– Zapowiada się fantastyczny wieczór. Szanujemy naszych rywali, bo to świetny zespół. Są faworytami, jednak Liga Mistrzów to szczególne rozgrywki, w których wszystko może się zdarzyć. Na nasze szczęście Atlético ma także swoje słabości, które będziemy chcieli wykorzystać za wszelką cenę – wyznał na dzisiejszej oficjalnej przedmeczowej konferencji prasowej Clarence Seedorf. Trener Milanu pojawił się na niej razem z Mario Balotellim.
– Kaká nie czuję się w stu procentach dobrze, ale cały czas liczymy, że będzie mógł jutro zagrać. Jeśli jednak okaże się to niemożliwe, wówczas mamy już przygotowany inny wariant, którego jednak nie mogę na razie zdradzić. Drużyna musi złapać odpowiednią stabilizację, aby wejść na maksymalny poziom. Myślę, że idziemy w dobrym kierunku. Oczywiście są jeszcze aspekty, nad którymi musimy popracować. Piłkarze jednak rozumieją się coraz lepiej, wszystko wychodzi nam coraz częściej. Musimy z pokorą dalej pracować w tym samym tempie – dodał Holender.
37-latek powiedział również: – Jutrzejszy mecz będzie ładnym dla oka widowiskiem.
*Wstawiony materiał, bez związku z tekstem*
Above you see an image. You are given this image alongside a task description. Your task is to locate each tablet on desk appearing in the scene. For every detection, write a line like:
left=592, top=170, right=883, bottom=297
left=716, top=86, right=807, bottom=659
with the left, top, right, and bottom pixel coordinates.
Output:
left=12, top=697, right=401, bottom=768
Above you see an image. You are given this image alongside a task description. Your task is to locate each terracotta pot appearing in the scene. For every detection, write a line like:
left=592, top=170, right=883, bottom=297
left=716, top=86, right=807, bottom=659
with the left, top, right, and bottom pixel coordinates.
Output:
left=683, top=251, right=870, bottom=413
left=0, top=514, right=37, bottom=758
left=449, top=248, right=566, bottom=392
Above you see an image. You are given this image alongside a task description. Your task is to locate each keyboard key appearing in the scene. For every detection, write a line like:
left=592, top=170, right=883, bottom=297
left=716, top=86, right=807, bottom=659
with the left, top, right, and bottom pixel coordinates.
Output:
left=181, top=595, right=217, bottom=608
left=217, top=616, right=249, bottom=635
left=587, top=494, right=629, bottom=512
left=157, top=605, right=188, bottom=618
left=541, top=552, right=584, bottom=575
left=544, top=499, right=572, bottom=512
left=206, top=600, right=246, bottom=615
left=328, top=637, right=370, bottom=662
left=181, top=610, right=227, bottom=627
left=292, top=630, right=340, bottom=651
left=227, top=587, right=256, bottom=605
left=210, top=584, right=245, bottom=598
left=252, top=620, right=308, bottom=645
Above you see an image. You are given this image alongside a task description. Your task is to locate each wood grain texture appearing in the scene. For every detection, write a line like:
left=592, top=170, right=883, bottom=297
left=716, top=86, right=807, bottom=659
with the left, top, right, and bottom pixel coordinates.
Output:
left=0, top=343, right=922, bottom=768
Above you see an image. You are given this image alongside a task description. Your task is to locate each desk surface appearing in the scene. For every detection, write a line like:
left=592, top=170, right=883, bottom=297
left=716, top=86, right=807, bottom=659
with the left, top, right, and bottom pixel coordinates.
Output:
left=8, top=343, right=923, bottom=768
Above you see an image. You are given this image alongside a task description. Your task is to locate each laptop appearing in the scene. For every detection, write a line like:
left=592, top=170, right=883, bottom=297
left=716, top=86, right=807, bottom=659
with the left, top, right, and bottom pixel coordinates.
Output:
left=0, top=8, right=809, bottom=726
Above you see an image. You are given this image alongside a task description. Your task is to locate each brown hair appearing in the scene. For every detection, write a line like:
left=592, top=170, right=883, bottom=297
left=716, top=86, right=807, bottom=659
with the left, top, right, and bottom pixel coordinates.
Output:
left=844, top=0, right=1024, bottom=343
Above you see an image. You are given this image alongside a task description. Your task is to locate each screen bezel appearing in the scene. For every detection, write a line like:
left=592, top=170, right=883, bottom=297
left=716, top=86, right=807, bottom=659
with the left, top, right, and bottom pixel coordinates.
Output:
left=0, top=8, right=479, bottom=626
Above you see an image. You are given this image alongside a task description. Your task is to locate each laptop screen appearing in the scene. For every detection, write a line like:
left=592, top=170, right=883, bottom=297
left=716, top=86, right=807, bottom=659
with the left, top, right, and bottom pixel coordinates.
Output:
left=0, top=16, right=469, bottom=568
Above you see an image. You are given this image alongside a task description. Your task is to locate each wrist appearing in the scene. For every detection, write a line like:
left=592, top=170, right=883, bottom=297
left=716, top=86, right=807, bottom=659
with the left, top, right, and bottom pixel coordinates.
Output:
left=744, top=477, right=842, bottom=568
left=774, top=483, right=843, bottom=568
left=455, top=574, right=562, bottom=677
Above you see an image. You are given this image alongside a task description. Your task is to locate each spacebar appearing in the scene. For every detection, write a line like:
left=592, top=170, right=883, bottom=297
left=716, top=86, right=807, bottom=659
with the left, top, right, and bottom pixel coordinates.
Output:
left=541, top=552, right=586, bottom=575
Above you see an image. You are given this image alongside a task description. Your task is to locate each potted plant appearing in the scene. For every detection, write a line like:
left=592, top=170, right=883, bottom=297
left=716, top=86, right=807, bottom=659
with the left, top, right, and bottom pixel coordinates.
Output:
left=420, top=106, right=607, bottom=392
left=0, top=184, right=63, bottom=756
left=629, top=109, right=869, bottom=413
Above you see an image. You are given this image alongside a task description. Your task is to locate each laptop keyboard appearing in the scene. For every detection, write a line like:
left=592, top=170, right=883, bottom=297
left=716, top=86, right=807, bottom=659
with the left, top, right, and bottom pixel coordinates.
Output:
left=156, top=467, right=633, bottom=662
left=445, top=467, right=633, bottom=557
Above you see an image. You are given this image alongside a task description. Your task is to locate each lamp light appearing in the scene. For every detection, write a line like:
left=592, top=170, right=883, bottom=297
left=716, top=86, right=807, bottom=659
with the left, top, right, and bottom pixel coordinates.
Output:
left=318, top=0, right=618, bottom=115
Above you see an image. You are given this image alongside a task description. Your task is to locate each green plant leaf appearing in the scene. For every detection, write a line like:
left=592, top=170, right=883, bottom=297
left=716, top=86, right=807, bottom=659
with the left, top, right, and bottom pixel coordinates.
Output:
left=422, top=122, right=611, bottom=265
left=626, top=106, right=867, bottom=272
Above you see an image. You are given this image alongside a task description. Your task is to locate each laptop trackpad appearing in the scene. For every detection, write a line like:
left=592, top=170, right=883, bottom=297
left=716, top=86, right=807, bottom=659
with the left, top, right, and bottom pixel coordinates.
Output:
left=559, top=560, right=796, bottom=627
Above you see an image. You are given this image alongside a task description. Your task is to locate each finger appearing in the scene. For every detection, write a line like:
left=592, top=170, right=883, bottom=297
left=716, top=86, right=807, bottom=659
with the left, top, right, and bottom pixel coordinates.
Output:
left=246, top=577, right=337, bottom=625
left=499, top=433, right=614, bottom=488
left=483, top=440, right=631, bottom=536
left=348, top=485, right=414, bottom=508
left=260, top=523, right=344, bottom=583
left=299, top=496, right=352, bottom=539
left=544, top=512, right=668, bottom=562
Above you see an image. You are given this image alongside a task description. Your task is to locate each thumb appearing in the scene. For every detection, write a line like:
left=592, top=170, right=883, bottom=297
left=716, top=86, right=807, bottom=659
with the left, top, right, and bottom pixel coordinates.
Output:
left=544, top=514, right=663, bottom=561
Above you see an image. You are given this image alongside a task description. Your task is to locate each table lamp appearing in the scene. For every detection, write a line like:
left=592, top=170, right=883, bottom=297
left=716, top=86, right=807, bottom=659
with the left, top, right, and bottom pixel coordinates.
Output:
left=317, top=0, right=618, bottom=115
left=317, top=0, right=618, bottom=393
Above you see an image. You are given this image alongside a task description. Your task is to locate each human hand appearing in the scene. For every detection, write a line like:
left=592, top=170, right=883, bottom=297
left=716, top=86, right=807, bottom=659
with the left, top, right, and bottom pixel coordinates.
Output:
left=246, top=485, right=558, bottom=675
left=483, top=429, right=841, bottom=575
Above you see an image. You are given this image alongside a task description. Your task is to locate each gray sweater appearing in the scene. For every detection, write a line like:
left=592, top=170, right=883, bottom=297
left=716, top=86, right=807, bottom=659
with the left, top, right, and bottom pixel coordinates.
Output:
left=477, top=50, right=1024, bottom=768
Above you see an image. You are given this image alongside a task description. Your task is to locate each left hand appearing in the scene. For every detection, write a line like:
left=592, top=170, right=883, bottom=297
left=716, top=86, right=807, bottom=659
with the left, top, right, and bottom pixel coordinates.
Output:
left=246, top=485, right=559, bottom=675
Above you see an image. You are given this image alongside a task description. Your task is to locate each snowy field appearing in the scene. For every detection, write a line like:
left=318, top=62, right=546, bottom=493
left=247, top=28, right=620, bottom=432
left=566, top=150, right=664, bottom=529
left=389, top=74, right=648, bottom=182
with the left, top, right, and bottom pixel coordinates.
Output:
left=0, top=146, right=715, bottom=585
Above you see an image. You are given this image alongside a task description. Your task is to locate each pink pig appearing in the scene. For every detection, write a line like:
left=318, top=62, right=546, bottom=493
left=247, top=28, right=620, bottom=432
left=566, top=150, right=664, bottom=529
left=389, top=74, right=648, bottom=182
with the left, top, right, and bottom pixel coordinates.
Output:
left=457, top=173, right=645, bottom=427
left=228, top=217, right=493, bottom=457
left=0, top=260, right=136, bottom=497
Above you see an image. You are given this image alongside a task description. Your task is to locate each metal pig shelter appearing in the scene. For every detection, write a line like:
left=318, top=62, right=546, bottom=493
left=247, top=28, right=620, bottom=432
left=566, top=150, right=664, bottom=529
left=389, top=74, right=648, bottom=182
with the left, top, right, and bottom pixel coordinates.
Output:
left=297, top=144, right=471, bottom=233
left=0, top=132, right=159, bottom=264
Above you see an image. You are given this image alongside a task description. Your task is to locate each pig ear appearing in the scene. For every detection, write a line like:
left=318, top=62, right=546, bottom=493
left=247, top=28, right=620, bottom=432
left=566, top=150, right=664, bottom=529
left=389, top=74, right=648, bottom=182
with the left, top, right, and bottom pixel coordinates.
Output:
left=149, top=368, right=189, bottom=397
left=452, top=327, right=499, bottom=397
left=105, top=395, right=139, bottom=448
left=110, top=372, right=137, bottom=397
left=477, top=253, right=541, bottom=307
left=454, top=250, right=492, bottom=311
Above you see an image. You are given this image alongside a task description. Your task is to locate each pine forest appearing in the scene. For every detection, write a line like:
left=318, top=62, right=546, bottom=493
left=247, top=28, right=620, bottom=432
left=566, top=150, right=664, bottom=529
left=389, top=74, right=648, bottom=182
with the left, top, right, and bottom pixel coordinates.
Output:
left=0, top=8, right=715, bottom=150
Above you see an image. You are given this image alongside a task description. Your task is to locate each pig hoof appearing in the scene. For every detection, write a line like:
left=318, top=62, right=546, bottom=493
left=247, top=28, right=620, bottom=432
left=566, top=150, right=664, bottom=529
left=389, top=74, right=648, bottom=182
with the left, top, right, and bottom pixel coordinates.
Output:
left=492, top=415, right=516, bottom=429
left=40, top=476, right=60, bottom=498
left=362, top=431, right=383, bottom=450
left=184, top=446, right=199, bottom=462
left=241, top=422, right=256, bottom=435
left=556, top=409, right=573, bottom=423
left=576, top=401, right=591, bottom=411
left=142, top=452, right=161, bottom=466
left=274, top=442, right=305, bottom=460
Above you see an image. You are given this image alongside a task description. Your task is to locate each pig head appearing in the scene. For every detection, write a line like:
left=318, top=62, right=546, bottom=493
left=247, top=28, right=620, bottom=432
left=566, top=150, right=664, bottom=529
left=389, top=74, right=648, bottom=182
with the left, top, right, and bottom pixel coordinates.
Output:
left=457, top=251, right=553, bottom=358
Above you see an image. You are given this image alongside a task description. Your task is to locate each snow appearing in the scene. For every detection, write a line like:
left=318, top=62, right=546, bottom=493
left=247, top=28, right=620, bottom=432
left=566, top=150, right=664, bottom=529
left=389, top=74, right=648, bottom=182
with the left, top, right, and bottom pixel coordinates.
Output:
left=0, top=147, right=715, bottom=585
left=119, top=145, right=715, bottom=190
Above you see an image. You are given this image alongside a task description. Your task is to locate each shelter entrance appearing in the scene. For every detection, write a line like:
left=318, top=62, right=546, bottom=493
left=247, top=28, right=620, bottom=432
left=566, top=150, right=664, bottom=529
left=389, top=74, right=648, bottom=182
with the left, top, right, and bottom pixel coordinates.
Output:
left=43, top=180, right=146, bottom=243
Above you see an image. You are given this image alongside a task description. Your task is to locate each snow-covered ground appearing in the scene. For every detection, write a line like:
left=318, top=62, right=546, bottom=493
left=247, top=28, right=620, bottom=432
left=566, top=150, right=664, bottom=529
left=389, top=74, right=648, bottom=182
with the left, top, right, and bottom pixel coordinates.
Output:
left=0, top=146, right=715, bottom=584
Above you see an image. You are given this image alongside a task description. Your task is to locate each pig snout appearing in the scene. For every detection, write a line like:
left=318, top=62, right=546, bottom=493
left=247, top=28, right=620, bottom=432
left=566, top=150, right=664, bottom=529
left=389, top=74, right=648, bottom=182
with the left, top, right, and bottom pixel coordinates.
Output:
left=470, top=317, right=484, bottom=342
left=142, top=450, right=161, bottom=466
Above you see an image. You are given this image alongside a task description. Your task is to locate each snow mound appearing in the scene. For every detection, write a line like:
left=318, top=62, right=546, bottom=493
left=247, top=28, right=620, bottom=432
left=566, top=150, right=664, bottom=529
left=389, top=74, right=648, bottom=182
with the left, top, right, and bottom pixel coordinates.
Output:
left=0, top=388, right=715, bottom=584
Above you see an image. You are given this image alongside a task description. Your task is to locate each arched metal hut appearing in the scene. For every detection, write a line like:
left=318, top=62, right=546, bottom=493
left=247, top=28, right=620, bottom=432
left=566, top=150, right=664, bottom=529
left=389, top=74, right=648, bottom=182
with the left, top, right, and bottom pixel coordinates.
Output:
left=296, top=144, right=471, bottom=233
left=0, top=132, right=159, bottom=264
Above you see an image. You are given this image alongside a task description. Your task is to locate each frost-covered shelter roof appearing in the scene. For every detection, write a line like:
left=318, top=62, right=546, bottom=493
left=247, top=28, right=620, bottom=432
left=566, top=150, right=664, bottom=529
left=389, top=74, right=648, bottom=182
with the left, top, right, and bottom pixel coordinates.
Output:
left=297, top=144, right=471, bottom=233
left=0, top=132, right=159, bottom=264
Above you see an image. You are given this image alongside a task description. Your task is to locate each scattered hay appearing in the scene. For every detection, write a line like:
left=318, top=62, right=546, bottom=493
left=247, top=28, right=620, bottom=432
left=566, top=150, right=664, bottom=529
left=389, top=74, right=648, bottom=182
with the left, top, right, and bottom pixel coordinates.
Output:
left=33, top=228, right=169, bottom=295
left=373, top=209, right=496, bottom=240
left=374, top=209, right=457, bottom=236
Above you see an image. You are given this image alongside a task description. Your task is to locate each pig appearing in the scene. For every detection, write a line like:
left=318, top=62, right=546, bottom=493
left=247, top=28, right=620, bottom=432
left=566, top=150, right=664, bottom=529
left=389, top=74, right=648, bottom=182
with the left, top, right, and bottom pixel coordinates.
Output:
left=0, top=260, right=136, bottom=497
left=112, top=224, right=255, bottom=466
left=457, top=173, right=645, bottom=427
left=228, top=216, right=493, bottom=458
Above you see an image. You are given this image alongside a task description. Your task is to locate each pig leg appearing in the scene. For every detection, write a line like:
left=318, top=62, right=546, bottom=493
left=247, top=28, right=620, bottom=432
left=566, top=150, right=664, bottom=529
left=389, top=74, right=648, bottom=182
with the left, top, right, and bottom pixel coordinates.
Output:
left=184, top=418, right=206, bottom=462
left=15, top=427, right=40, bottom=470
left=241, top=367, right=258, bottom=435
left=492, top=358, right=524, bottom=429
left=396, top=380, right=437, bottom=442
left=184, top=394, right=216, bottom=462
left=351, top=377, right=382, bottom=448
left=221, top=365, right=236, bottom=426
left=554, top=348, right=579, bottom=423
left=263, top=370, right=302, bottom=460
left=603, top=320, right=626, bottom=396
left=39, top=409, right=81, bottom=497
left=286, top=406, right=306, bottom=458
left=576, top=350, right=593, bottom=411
Spotkają się dwa mocne zespoły, choć zdajemy sobie sprawę, że w tej chwili to Atlético jest nieco lepiej dysponowane. Mimo wszystko damy z siebie wszystko, bo chcemy wygrać. Sporą pomocą jest dla nas to, że Berlusconi jest wspaniałym prezydentem. Niczego nie narzuca, doskonale rozumie futbol i wie, jak powinien się on rozwijać. Jest inteligentny i można z nim o wszystkim porozmawiać. To dobrze rokuje na przyszłość.
Z kolei Mario Balotelli przyznał: – Cieszę się, że będę mógł zagrać w tym meczu. Rok temu nie mogłem wystąpić w fazie pucharowej, czego bardzo żałuję. Teraz jednak nie mogę się już doczekać jutrzejszego spotkania. Oczywiście będę środkowym napastnikiem, inna pozycja raczej nie wchodzi w grę. Musze jednak przyznać, że w zamian za końcowy triumf w Lidze Mistrzów mógłbym być nawet bramkarzem! Champions League nie jest ważniejsze od Mundialu i odwrotnie. Chcę sięgnąć po tytuł w obu tych turniejach.
– Przede wszystkim chcę pomagać zespołowi. Jutrzejszy mecz będzie trudny, Milan i Atlético dużo się od siebie nie różnią i prezentują naprawdę wysoki poziom. To będzie ogromne wyzwanie, ciężka batalia. Musimy zagrać u siebie jak najlepiej by jechać na rewanż z dobrym wynikiem. Pazzini miałby zastąpić Kakę? Statystyki pokazują, że w duecie radzimy sobie całkiem nieźle i strzelamy gole – dodał.
Na koniec włoski napastnik powiedział: – Cieszy mnie, że u obecnego trenera jest mnóstwo dialogu i można swobodnie wypowiadać swoje zdanie. Clarence jest dla nas jak kolega, co ułatwia współpracę. Jeśli chodzi o mnie, to potrafię być samokrytyczny. Denerwuje mnie jednak, gdy dziennikarze próbują być mądrzejsi ode mnie.